Tertiary structure is the three-dimensional fold of the entire polypeptide chain, stabilized by interactions between amino acid side chains: hydrophobic clustering in the protein core, hydrogen bonds, ionic interactions (salt bridges), and disulfide bonds between cysteine residues. Tertiary structure determines the enzyme active site, binding pockets, and biological function of the protein. While secondary structure is determined by backbone geometry, tertiary structure depends critically on the amino acid sequence and the biological environment (pH, ionic strength, temperature).
Study structures of 2-3 well-characterized proteins (hemoglobin, myoglobin, lysozyme) using visualization tools. Identify hydrophobic cores, active sites, disulfide bonds, and surface-exposed versus buried residues. Run a protein folding simulation or exploration game.
You have already learned how the polypeptide backbone can fold into local regular patterns — alpha-helices and beta-sheets — through hydrogen bonding between backbone atoms. That was secondary structure. Tertiary structure is the next level up: the overall three-dimensional shape of the entire polypeptide chain, with all those helices and sheets packed together and stabilized by interactions between amino acid side chains. This is the level of structure that determines what a protein actually does.

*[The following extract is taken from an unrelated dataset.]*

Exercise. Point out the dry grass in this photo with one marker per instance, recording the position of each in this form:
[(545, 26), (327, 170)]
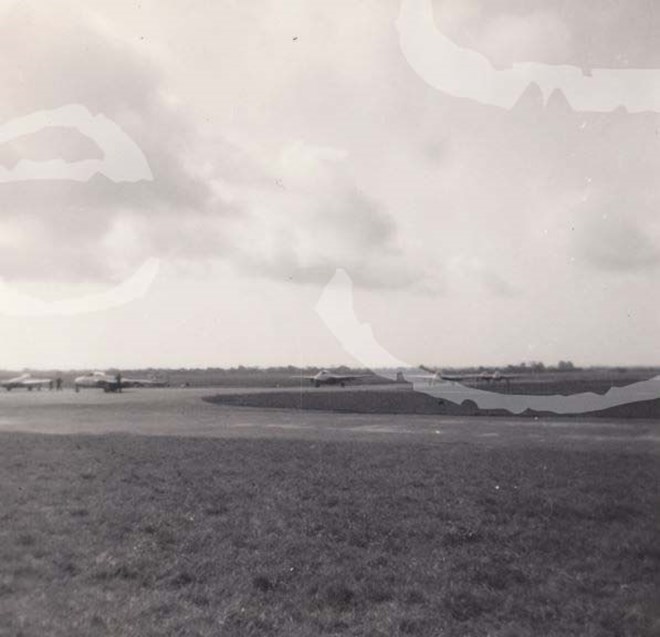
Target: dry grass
[(121, 535)]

The dominant force driving tertiary folding in water-soluble proteins is the hydrophobic effect. Nonpolar amino acid side chains (leucine, valine, phenylalanine, and others) are thermodynamically costly to expose to water — they disrupt the hydrogen-bond network that water molecules form with each other. The thermodynamically favorable solution is to bury these nonpolar residues in the interior of the protein, away from water. This is not simply "like dissolves like"; it is primarily an entropic effect — burying the hydrophobic residues releases the water molecules around them, increasing the entropy of the surrounding solvent. The result is a protein with a compact hydrophobic core and polar, water-compatible residues on the surface.
Several other interactions fine-tune and stabilize the folded structure. Hydrogen bonds form between polar side chains and between side chains and the backbone. Ionic interactions — called salt bridges — form between oppositely charged side chains (e.g., a lysine with a glutamate). Disulfide bonds, covalent links between cysteine residues, can lock parts of the structure in place, but only in oxidizing environments like the endoplasmic reticulum or extracellular space; the cytoplasm is reducing, so intracellular proteins rarely have them.
An important correction to intuition: proteins are not rigid sculptures. Tertiary structure is a thermodynamic average — proteins constantly fluctuate and "breathe" around their folded conformation. Some regions are rigidly constrained, others are flexible. This dynamic quality is often functionally essential: enzyme active sites open and close, binding pockets flex to accommodate ligands, and allosteric proteins shift between conformations in response to regulatory signals. A static X-ray crystal structure is a snapshot, not the whole story.
The reason tertiary structure matters so profoundly is that it creates the specific three-dimensional geometry of active sites and binding surfaces. A single amino acid substitution that disrupts the hydrophobic core or a critical interaction can destabilize the entire fold, leading to a nonfunctional protein. This is why many disease-causing mutations map to buried residues — even a conservative change in a hydrophobic core residue can prevent proper folding.